Wouldn't it make more sense to fuse to the total amount of your amp fuses for redundancy? Say for instance in my situation I'm planning on using an eD nine.5 which has a 120A fuse, but eD recommends 0 gauge wire. The amp won't ever need to see 250A so why not just set it for the same amount?


----------



## 89grand (Nov 23, 2006)

0 guage wire is ridiculous for that amp. If that's what ed recommends, they're insane. You're only fusing to protect the car from the wire buring up incase of a short. Just use a fuse that's large enough not to blow from normal operation of the amp. Using the amps fuse rating makes sense.


----------



## ZoNtO (Sep 20, 2005)

89grand said:


> 0 guage wire is ridiculous for that amp. If that's what ed recommends, they're insane. You're only fusing to protect the car from the wire buring up incase of a short. Just use a fuse that's large enough not to blow from normal operation of the amp. Using the amps fuse rating makes sense.


Well not really if you think about it. They give you headroom and good advice for solid operation. Bridging the two front channels and with a 1 ohm load on the sub it would be over 1300W at 12.5v. Assuming a 15-17 foot wiring run, 0 awg would make sense in that case wouldn't it?

Those little charts based on wire length and power run really are quite helpful, and for the majority of installs that I've checked on they recommend 2 gauge for optimum results which basically means 0 awg from an availability standpoint.


----------



## 89grand (Nov 23, 2006)

The problem I have with those charts and the people recommending huge wire is that even if this 5 channel amp _could_ produce a total of 1300 watts...it never will while listening to music. I'd be willing to bet that even during what is perceived as loud peaks, the amp isn't drawing even half of the maximum current it could. 

About the only way to get the amp to draw that much current would be to play pink noise at maximum volume.


----------



## ZoNtO (Sep 20, 2005)

That's true, I guess I do overlook that fact quite often. Still for those rare occasions when we demo pink noise to our friends, 0 awg is teh gr8est!11!


----------



## Fixtion (Aug 25, 2006)

Autiophile said:


> You just calculated required wire sizes for your speaker wire, not your power wires to the amplifiers. At no point did you take into account the efficiency of the amps or the voltage input to the amplifier.
> 
> Example, your 500 watts going to the subwoofer will require 590 watts of input power (assuming class d efficiency around 85% which is pretty good). That would require 40.8 amps @ 14.4 volts.
> 
> ...


*statement*

all target wattage is maxed. amps are pushed to limits.


*controlled.limits*

+ohm rating
+amps power rating


*adjustment.calculation*

i adjusted my calculations to 13.6v; which is more realistic.

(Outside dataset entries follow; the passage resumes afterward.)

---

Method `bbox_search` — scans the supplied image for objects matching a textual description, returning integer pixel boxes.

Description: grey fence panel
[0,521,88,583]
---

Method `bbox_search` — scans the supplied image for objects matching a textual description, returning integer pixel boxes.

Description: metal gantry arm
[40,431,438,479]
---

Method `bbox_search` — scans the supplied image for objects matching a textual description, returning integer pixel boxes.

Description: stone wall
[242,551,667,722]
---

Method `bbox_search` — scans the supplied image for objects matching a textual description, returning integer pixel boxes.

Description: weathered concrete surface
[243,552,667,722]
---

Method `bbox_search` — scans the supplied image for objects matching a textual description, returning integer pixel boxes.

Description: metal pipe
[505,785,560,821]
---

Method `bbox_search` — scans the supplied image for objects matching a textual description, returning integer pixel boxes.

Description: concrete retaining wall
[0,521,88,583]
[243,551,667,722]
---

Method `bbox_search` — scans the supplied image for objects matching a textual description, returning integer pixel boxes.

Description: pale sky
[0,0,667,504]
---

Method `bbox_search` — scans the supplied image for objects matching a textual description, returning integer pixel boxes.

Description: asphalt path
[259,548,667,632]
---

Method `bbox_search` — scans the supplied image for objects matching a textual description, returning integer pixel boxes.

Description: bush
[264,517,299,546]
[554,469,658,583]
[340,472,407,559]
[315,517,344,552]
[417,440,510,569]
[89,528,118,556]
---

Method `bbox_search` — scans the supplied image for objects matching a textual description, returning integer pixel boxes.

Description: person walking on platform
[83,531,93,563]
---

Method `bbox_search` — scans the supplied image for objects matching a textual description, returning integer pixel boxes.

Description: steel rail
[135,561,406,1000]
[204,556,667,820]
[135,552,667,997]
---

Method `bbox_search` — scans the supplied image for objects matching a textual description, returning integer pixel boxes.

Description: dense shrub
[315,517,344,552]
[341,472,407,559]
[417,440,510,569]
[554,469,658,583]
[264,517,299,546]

and the total amerage is 64.71A

falls under 6awg wire @ 80A

i'm currently running 4awg, so i'm fine.

thanks for pointing out my methods. that's why i love the forums.

*-fixtion*


----------



## ssmith100 (Jun 28, 2007)

Well,

Guess I'm going to order some 0 Gauge and some ends for my big three. I know if I do the 4 gauge I'll always wonder "what if" if i had done the 0.

Shane


----------



## HondAudio (Oct 19, 2006)

I don't see the harm in doing the biggest wire possible. Think of it this way: One day I hope to be the architect for my own house. One of the things I'm going to specify is that the pipes be extra large, so they don't get clogged. 

Just think about that. You won't ever need to call a plumber


----------



## 89grand (Nov 23, 2006)

HondAudio said:


> I don't see the harm in doing the biggest wire possible. Think of it this way: One day I hope to be the architect for my own house. One of the things I'm going to specify is that the pipes be extra large, so they don't get clogged.
> 
> Just think about that. You won't ever need to call a plumber



While there is some logic to this thinking, it really depends on whether you see yourself running a lot more power in the future.

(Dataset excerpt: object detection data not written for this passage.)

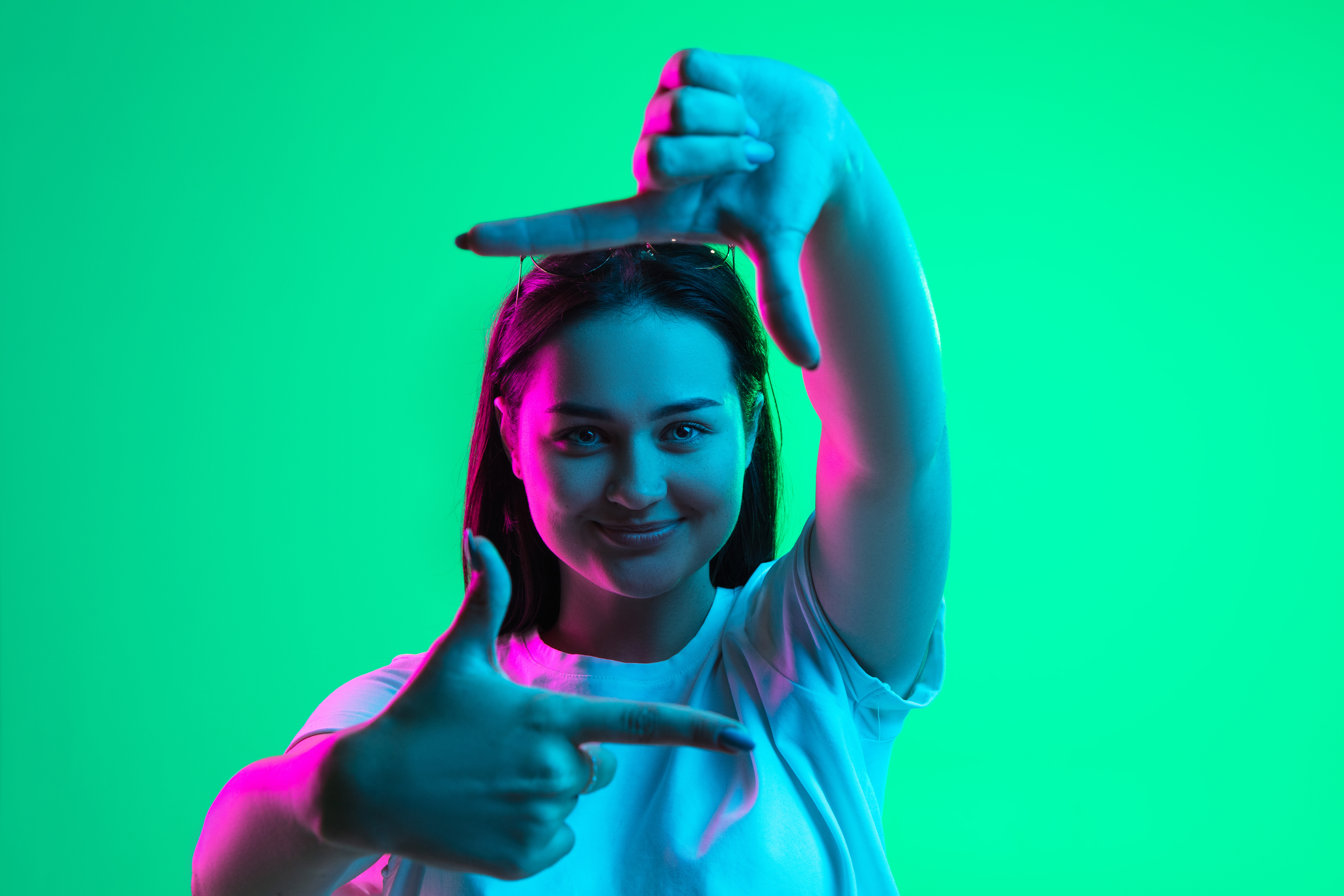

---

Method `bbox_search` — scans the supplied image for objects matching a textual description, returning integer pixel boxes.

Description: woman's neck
[542,563,715,662]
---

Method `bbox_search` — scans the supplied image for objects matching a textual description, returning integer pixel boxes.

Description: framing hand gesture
[312,533,753,879]
[457,50,849,368]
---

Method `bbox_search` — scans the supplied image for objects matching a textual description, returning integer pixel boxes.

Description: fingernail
[746,140,774,165]
[719,728,755,752]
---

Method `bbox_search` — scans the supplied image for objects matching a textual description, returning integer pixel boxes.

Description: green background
[0,1,1344,896]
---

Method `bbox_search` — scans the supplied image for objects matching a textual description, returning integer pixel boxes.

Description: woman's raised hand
[457,50,852,368]
[308,536,751,880]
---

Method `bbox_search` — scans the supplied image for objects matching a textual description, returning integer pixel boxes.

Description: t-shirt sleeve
[289,653,425,750]
[746,517,946,740]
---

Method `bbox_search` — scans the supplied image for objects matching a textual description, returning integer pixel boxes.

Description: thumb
[437,529,513,666]
[751,231,821,371]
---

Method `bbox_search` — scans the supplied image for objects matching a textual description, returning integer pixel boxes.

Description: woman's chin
[589,556,699,599]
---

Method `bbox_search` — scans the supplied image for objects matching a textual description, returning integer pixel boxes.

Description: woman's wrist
[289,731,375,854]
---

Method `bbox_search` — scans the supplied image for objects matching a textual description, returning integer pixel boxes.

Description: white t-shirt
[294,520,944,896]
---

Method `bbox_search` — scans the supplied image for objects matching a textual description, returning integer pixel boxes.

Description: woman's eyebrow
[546,398,723,421]
[546,402,611,421]
[649,398,723,421]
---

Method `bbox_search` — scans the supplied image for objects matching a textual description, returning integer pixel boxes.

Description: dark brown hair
[462,243,779,634]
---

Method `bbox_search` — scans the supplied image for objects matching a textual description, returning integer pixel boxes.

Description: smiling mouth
[593,520,681,550]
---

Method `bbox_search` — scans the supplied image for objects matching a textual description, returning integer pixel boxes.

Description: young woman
[193,51,947,896]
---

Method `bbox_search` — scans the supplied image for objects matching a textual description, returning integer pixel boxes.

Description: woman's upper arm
[810,424,950,695]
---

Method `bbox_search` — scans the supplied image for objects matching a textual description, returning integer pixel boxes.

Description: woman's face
[496,310,755,598]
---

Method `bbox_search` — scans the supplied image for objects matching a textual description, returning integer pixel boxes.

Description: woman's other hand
[302,536,750,880]
[192,529,751,896]
[458,50,855,368]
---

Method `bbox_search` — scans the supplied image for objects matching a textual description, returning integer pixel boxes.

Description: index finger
[456,192,718,255]
[658,50,742,97]
[566,697,755,754]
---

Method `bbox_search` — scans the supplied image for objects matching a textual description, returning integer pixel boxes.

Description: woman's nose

I usually know pretty much what I'm going to be running when choosing power wire and such and never anticipate drastically changing things.

0 gauge wire also costs a lot more than say 4 gauge so it's wasted money for those that don't need it. It's also a ***** to run through the car too.


----------



## tcguy85 (Oct 29, 2007)

^^^ funny post. lol


----------



## t3sn4f2 (Jan 3, 2007)

Autiophile said:


> I know. I'm an engineer, I can't help it.

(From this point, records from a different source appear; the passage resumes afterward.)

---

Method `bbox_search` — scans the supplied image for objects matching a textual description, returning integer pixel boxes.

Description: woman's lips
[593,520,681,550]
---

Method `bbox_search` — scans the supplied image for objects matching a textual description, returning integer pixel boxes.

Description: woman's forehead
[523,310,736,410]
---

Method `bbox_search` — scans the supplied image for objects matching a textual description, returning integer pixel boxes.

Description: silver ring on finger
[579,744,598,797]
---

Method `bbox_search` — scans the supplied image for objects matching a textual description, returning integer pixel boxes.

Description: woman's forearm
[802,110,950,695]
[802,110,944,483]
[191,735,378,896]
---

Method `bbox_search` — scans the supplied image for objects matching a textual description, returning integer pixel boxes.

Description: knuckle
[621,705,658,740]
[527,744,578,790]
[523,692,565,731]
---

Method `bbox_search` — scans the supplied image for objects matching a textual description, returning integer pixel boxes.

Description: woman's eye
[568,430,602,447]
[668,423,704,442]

Sounds like you know your _****_


----------



## rockondon (Jan 18, 2008)

t3sn4f2 said:


> Sounds like you know your _****_


Now thats funny.


----------



## HondAudio (Oct 19, 2006)

t3sn4f2 said:


> Sounds like you know your _****_


Yes, I happened to bring this up because recently I had a _****-clog_ in the toilet. It was somewhere out of sight, possibly in the toilet's s-bend or where it met the floor. Plunging was useless. I had to get a snake :blush:


----------



## Fixtion (Aug 25, 2006)

HondAudio said:


> Yes, I happened to bring this up because recently I had a _****-clog_ in the toilet. It was somewhere out of sight, possibly in the toilet's s-bend or where it met the floor. Plunging was useless. I had to get a snake :blush:


that *****s* gross. . . lol

*-fixtion*


----------



## Oliver (Jun 25, 2007)

Saw a "Honey sucker" driving thru town with the name "Security Septic" on the side.

There motto popped into my head , or actually what I thought it should be..."We keep your **** to ourselves"


----------



## Oliver (Jun 25, 2007)

WOW, talk about **** going down !!


----------



## t3sn4f2 (Jan 3, 2007)

Autiophile said:


> You haven't lived until you've seen a turd the size of a ferret get stuck on a bar screen at a municipal treatment plant.
> 
> *Occasionally bodies get stuck on the bar screens in some rougher areas. Some operators also listen to police scanners so they can retrieve baggies of drugs and cash that get flushed during raids.*



No ****?! 






lol


----------



## Fixtion (Aug 25, 2006)

*aight!*

this ****s got to stop!

*seriously.*

bwhahahah, we're so ot.

**

*-fixtion*


----------